给定n棵树，每棵树的横坐标x，高度h 。 每两棵树之间的比较值为abs(x1-x2)*min(y1,y2)，n棵树总共有(n*(n-1)/2)次的比较，求总和

思路：

这题其实思路跟POJ1990是一样的，但是自己还是ac的好艰难，太弱了。

n的范围是10万，而x，h的范围是10的9次方，所以要分别对x，h进行离散化。离散化后放到一个结构体里。

之后的操作是跟poj1990是一模一样的，但是我自己却在求比x大的个数的时候 因为i加了1，求错了，自己还不知道，调了好几个小时~

今天就这样过了，明天也将是。最近好消沉。
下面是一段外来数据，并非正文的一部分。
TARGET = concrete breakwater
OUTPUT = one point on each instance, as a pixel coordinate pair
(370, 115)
无力ing

#include<iostream>
#include<cstring>
#include<cstdio>
#include<algorithm>
#define ll __int64
const int M=100001;
using namespace std;
int n;
ll c[2][M+5];
int p[M+5],q[M+5];
struct node
{
    int x,y;
    bool operator<(const node&A)const
    {
        return y>A.y;
    }
}f[M+5];
struct node1
{
    int x,index;
    bool operator<(const node1&A)const
    {
        return x<A.x;
    }
}a[M+5],b[M+5];
void discretize(node1 *A,int *F)
{
    int key=1;
    F[A[0].index]=1;
    for(int i=1;i<n;++i){
        if(A[i].x>A[i-1].x) F[A[i].index]=key=i+1;
        else F[A[i].index]=key;
    }
}
void update(int k,int x,int v)
{
    for(int i=x;i<=M;i+=i&-i){
        c[k][i]+=v;
    }
}
ll getsum(int k,int x)
{
    ll sum=0;
    for(int i=x;i>0;i-=i&-i){
        sum+=c[k][i];
    }
    return sum;
}
int main()
{
    while(scanf("%d",&n)!=EOF){
        memset(c,0,sizeof(c));
        for(int i=0;i<n;++i){
            scanf("%d %d",&a[i].x,&b[i].x);
            a[i].index=b[i].index=i;
        }
        sort(a,a+n),sort(b,b+n);
        discretize(a,p),discretize(b,q);
        for(int i=0;i<n;++i){
            f[i].x=p[i];
            f[i].y=q[i];
        }
        sort(f,f+n);
        ll cnt=0;
        for(int i=0;i<n;++i){
            ll sum1=getsum(0,f[i].x)*f[i].x-getsum(1,f[i].x);
            ll sum2=getsum(1,n)-getsum(1,f[i].x)-(i-getsum(0,f[i].x))*f[i].x;
            //cout<<sum1<<" "<<sum2<<endl;
            cnt+=(sum1+sum2)*f[i].y;
            update(0,f[i].x,1);
            update(1,f[i].x,f[i].x);
        }
        printf("%I64d\n",cnt);
    }
    return 0;
}